At best, they have maintained group discipline in formulating common positions on major global issues. On the other hand, the traditional triad of affluence and power comprising the European states, the US and Japan has been building upon its economic as well as technological gains and monopoly, despite all that talk about fairness and equity, remain the sole determinant in global trade and finance.

With the East and West no longer being strategic rivals, the notion of non-alignment has become more or less anachronistic. The relevance of non-alignment and the Non-Aligned Movement is being questioned both within and outside its membership. Today’s unipolarity has given rise to new strategic alliances with some of the stalwarts and founding fathers of the non-aligned movement becoming aligned with the unrivalled “pole of power.” While on global economic issues, G-77 retains its relevance, NAM needs to redefine its role in the post-Cold War world.

The Cold War has ended but most of its legacies are still there which notably include “foreign occupation, foreign military bases, the use or threat or use of force, pressure, interference in internal affairs and coercive sanctions.” Global peace and stability are facing new threats. Developing countries remain under pressures to conform to an agenda “which is being defined and driven by others.”

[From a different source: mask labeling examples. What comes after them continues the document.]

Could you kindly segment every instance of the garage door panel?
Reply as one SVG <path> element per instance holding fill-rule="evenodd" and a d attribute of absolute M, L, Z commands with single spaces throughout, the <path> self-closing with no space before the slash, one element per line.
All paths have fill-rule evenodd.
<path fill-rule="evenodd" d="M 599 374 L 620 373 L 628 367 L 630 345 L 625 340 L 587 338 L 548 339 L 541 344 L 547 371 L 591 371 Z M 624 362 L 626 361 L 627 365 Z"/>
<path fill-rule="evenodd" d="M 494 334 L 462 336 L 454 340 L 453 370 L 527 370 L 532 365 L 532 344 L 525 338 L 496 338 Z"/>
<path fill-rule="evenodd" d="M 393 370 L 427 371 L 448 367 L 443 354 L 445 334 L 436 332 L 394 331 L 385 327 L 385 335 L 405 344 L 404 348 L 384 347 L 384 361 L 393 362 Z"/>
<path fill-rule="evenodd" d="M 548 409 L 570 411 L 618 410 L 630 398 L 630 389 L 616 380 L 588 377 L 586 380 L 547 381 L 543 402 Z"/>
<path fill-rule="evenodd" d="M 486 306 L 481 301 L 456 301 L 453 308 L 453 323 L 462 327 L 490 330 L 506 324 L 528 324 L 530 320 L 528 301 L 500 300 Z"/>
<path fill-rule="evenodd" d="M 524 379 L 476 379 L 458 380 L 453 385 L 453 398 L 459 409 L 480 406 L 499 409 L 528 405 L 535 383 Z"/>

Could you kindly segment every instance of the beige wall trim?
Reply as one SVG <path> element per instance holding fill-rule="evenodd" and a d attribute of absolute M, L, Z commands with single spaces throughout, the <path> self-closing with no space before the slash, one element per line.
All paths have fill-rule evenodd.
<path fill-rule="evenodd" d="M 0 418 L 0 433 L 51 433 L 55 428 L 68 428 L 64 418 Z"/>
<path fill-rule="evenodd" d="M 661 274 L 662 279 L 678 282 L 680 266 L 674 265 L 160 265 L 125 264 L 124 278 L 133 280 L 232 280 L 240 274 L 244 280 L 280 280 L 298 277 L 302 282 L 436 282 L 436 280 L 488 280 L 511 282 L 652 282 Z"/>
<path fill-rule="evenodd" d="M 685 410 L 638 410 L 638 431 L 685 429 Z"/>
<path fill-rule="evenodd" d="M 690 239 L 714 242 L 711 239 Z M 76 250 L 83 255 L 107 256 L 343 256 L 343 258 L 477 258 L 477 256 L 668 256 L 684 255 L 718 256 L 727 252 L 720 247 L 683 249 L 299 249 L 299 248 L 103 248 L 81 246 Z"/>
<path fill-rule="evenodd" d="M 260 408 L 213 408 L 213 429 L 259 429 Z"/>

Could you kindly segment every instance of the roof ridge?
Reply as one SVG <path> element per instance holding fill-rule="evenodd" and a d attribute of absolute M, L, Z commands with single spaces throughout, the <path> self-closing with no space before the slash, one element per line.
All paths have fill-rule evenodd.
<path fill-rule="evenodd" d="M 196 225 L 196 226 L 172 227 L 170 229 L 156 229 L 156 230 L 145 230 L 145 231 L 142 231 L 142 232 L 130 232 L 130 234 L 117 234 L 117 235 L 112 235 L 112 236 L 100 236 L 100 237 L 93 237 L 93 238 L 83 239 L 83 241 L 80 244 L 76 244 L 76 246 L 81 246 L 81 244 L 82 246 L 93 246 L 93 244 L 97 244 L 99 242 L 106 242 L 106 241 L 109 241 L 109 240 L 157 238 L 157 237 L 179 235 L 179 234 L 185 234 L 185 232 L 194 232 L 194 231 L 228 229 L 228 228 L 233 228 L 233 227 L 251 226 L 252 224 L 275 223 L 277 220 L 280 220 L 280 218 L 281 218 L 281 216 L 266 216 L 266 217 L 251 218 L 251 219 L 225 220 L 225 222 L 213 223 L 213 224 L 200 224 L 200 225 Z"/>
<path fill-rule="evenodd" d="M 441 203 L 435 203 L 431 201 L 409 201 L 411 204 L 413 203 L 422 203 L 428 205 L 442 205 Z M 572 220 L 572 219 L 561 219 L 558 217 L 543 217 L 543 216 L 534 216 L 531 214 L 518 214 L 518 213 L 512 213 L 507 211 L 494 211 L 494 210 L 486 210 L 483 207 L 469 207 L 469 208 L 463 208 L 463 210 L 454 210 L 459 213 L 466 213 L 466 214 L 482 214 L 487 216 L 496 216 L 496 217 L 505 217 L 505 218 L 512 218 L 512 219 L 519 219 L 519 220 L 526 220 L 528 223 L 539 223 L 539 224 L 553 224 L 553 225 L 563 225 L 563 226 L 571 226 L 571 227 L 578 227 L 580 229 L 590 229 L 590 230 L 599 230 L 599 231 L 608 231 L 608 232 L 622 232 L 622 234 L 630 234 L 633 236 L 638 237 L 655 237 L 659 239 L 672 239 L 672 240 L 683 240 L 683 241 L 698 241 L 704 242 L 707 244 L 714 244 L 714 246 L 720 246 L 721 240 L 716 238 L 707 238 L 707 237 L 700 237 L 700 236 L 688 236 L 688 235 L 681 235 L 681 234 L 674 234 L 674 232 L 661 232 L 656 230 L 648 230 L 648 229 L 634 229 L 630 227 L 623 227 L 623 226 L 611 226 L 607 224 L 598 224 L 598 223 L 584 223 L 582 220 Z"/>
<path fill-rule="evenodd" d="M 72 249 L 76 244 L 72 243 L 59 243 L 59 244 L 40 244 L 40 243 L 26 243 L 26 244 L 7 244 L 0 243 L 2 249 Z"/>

The role of NAM as a movement and as an organization, therefore, acquires even greater importance. It can serve as a balancing factor in the unipolar world and help promote a new system of international relations based on peace, justice, equality, democracy and development. Perhaps the only change that it needs is in its name. Understandably, and for historical reasons, its acronym, NAM is irreplaceable but it should now stand for “New Age Movement” rather than timeworn and rusty “Non-Aligned Movement.” This would neither alter the historical outlook and rationale of the organization nor dilute its importance or relevance as a movement and as a process.